Quality of life improvements

tsackton commented 2 years ago

Starting an issue to track things I see when running this pipeline on real data that don't rise to the level of actual bugs, but that could be worth a fixing just to make things a bit smoother.

[x] 1. The pipeline leaves a lot of empty directories around as temp/intermediate files get deleted. Not sure how much we care about this, but to me it is a bit annoying.
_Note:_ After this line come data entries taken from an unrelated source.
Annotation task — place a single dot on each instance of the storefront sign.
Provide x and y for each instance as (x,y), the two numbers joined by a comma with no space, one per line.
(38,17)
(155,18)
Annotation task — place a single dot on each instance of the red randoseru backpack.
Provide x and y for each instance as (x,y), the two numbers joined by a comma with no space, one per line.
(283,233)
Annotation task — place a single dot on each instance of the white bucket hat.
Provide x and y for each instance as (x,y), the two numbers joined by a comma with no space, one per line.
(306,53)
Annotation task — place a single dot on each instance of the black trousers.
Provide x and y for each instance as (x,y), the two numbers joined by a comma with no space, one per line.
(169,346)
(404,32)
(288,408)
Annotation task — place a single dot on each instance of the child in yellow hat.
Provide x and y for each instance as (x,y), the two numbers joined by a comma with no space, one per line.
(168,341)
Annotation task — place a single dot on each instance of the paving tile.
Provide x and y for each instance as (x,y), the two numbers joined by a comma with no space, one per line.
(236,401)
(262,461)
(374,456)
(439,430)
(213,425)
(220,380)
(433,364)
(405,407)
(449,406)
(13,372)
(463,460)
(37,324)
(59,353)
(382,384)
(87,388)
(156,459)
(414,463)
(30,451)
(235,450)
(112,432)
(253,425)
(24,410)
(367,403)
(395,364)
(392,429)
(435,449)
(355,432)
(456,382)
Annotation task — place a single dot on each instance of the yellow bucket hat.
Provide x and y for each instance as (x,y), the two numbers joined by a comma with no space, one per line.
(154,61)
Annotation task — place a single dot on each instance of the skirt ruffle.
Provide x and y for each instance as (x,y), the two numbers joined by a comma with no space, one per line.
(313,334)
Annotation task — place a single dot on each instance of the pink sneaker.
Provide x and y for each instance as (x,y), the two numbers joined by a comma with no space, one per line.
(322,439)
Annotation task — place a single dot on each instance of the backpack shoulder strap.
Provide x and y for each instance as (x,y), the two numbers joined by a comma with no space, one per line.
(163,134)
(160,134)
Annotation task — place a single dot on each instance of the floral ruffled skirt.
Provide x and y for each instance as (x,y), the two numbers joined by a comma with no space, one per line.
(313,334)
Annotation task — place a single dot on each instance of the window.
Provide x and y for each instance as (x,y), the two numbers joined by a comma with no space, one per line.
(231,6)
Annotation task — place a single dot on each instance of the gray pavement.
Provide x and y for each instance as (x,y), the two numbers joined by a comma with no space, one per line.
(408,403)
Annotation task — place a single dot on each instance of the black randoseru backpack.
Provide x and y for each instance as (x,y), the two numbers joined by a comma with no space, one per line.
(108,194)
In particular:
- 00_fastqFiltered will be empty after bam creation finishes
- 01_mappedReads/postMerge and 01_mappedReads/preMerge will be empty after bam creation finishes
- the 02_bamStats is not particularly well organized and has both top-level and per-BioSample output.
[x] 2. Some resource requirements could be retuned, usually by increasing memory or adding a memory increment on failure:
- genmap_map is consistently getting oom-killed with 1Gb of RAM
- dedup occasionally oom-killed even with 9Gb of RAM, but these get caught on retry with increasing mem
[x] 3. Some log files are broken:
- rule dedup: the BuildBamIndex logging overwrites the MarkDuplicates logging. I am seeing a lot of "Error in executing rule dedup" but can't track down what the error is due to this. From slurm logs some of this may be memory related.
[x] 4. Some rules consistently have to be retried; while they seem to complete in the end it might be nice to figure out the issues (could be cluster-specific, though, e.g. using serial-requeue):
- dedup has this issue but may be memory related
- bam2gvcf has this issue but always seems to finish on retry; could be intermittent I/O issues (common on our cluster) or requeuing

So far nothing here seems to prevent the pipeline from continuing (except the genmap_map step which has not finished and needs to have a memory increment added). If everyone can add notes here for little things like this to just generally improve smoothness, we can start clearing these in bugfix as people have time.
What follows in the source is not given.